Modeling Coupled Hydrologic and Chemical Processes: Long‐Term Uranium Transport following Phosphorus Fertilization

Abstract

Coupling physical and geochemical processes within one integrated numerical simulator provides a process‐based tool for investigating the mobility of contaminants as affected by changing hydrologic regimes and geochemical conditions. We review interactions between physical and biogeochemical processes in the vadose zone, and then present a case study demonstrating these complex interactions. A hypothetical application is presented of the HP1 multicomponent transport simulator to predict the transport of two major elements (Ca and P) and one trace element (U) applied annually for 200 yr to a field soil in the form of an inorganic P fertilizer.
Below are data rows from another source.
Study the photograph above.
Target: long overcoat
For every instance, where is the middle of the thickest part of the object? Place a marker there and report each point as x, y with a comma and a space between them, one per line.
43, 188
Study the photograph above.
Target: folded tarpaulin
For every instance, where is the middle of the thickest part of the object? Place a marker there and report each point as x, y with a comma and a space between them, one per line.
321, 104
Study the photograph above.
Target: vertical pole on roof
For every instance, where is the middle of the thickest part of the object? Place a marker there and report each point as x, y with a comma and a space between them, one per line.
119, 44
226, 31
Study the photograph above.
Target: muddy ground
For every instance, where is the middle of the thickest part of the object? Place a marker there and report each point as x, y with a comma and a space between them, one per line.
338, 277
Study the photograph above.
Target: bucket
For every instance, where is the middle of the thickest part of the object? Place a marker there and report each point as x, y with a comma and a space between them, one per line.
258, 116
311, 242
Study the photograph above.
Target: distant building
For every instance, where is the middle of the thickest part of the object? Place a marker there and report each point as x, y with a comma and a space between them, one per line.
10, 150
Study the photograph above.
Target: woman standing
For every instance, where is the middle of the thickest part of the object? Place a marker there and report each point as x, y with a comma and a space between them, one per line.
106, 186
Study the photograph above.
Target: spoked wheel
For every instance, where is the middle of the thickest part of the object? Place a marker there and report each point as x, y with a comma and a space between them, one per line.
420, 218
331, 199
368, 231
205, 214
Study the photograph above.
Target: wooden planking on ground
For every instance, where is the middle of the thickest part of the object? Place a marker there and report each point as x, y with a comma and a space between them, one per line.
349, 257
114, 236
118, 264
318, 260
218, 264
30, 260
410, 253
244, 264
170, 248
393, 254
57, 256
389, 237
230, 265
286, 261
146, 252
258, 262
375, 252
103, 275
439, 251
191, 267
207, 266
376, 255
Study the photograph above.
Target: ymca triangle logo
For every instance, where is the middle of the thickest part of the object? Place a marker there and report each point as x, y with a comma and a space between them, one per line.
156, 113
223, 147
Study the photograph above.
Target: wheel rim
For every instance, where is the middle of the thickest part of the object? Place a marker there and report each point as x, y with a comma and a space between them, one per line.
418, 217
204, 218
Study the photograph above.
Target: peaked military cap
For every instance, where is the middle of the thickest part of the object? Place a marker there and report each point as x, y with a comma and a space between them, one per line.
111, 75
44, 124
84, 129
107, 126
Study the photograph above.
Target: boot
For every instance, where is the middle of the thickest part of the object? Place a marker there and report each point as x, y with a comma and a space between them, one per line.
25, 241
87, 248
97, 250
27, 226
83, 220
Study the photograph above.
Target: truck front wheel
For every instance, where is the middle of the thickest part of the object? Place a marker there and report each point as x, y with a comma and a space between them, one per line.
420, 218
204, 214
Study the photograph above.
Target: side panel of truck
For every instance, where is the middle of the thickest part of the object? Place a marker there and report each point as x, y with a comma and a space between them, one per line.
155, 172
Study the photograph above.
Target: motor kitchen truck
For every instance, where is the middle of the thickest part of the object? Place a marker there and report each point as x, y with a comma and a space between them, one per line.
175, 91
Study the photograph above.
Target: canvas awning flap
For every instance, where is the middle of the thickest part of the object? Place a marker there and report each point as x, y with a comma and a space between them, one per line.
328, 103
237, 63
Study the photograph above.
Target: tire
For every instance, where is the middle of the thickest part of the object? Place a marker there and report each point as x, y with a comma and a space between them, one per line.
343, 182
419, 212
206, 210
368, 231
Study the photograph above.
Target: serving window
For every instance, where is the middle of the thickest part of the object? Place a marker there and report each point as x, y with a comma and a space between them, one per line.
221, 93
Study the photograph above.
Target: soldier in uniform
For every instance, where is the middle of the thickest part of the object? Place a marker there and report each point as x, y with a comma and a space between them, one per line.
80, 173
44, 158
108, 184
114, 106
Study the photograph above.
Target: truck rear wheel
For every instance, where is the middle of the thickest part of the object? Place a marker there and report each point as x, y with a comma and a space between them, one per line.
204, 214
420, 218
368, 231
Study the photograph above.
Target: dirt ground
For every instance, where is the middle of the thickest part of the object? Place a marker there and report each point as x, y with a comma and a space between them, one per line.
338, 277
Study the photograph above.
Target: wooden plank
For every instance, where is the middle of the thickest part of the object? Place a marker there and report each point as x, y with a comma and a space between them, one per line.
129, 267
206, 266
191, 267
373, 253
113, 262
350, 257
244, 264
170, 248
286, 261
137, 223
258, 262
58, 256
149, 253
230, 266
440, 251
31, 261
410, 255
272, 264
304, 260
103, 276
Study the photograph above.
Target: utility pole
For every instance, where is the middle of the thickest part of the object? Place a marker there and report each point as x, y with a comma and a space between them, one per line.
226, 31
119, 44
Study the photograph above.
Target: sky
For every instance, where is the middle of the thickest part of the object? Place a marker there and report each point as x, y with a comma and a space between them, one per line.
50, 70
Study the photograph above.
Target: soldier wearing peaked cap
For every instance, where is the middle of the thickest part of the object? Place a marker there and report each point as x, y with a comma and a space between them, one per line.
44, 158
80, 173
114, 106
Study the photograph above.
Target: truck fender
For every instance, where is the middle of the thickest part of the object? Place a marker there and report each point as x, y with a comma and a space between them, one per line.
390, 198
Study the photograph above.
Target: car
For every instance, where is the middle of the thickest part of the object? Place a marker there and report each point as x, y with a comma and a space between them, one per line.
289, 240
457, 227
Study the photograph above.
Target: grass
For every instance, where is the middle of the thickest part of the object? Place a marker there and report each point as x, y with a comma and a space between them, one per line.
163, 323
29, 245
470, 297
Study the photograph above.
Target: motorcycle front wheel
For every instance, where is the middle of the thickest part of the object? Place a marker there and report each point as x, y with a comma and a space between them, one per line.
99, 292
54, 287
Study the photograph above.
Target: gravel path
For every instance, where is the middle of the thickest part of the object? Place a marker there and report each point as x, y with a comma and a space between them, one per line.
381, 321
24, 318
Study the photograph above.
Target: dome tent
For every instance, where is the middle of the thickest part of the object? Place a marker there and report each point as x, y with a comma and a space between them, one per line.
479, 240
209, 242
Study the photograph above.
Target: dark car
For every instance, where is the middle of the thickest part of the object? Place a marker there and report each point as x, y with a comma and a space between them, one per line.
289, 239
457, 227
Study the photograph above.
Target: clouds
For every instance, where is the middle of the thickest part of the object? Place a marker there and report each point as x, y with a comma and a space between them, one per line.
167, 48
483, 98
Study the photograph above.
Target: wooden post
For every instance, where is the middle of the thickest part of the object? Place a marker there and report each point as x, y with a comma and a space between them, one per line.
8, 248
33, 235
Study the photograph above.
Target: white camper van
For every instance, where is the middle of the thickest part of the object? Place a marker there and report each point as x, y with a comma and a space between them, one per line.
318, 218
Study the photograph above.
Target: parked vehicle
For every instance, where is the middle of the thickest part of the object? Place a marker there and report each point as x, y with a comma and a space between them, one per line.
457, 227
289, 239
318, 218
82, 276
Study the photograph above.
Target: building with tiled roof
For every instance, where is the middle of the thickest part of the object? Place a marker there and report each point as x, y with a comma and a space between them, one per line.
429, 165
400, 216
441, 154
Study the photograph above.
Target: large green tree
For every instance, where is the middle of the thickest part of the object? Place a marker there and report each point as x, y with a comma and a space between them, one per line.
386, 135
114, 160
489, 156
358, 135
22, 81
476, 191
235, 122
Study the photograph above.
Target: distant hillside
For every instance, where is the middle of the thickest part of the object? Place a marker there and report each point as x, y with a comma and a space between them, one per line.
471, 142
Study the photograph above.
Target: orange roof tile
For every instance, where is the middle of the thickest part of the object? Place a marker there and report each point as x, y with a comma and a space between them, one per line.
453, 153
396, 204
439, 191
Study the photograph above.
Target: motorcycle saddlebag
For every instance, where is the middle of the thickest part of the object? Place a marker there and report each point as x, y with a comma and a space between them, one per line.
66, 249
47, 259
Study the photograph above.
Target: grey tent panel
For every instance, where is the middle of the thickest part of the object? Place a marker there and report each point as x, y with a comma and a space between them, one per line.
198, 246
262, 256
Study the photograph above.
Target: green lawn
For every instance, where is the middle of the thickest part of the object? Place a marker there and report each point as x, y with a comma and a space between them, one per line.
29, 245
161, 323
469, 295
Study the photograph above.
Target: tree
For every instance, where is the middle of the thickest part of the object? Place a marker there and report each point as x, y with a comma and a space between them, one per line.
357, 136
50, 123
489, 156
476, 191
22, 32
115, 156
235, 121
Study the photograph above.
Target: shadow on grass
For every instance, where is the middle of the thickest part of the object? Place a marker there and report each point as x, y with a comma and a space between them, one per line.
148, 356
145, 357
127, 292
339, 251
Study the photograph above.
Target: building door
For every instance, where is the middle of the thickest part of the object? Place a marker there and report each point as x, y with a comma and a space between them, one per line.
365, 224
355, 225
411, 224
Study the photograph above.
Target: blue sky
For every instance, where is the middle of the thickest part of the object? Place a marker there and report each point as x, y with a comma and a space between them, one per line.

Interactions of Ca, P, and U with the solid phase are described using cation exchange and surface complexation reactions. Simulations assuming steady‐state or transient flow conditions were analyzed in terms of temporal variations of the linear distribution coefficient, Kd, which depends strongly on pH and the composition of the aqueous phase. If the composition of the aqueous phase is constant, adsorption of Ca and U increases with increasing pH. Due to the annual addition of Ca, P, and U, and competition between P and U for sorption sites, the Kd of these elements decreased with time near the soil surface. Deeper in the soil, the Kd of U followed the pH increase because of a lack of competition from P. Because of the combined effects of changing hydrologic and geochemical conditions, the Ca and U distribution coefficients and solute fluxes during the transient simulation exhibited large short‐time variations of up to three orders of magnitude.